The study conducted by the University of Texas Southwestern Medical Center in as many as 35,000 people found that obese people are often likely to have a high systolic pressure.

While obese people were on top of the list of prospective hypertension patients, it was observed that those with high Body Mass Index (BMI) only had a small impact on blood pressure levels.

"Obesity is such a strong predictor of blood pressure or hypertension risk that having a normal body weight is really what's going to drive your blood pressure" according to researcher Dr. Susan Lakoski, a cardiologist.

To reach this conclusion, Lakoski and colleagues analyzed data collected over the last 20 years at the Cooper Clinic in Dallas. The investigators then compared the data in terms of BMI, fitness levels, and systolic blood pressure of all patients to see if the three measurements were linked.

They found that patients with a higher BMI often associated with having a higher systolic blood pressure. The researchers also noted that being fit had less of an impact on systolic blood pressure readings than BMI, irrespective of age and gender.

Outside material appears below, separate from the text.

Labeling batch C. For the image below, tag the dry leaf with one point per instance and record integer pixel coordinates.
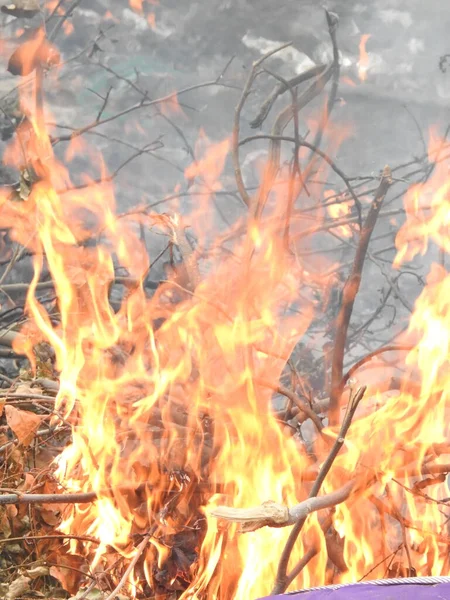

Only people having normal weight seemed to get much of a blood pressure benefit from having better fitness levels - possibly because fitness alone cannot overcome the negative effects of being obese, says Lakoski.

However, when considering the overall health and mortality risk, fitness plays a crucial role. "The ultimate thing we'd like to see is people obtain a lean body weight and start improving their fitness in the real world," she says in the study published in the American Heart Journal.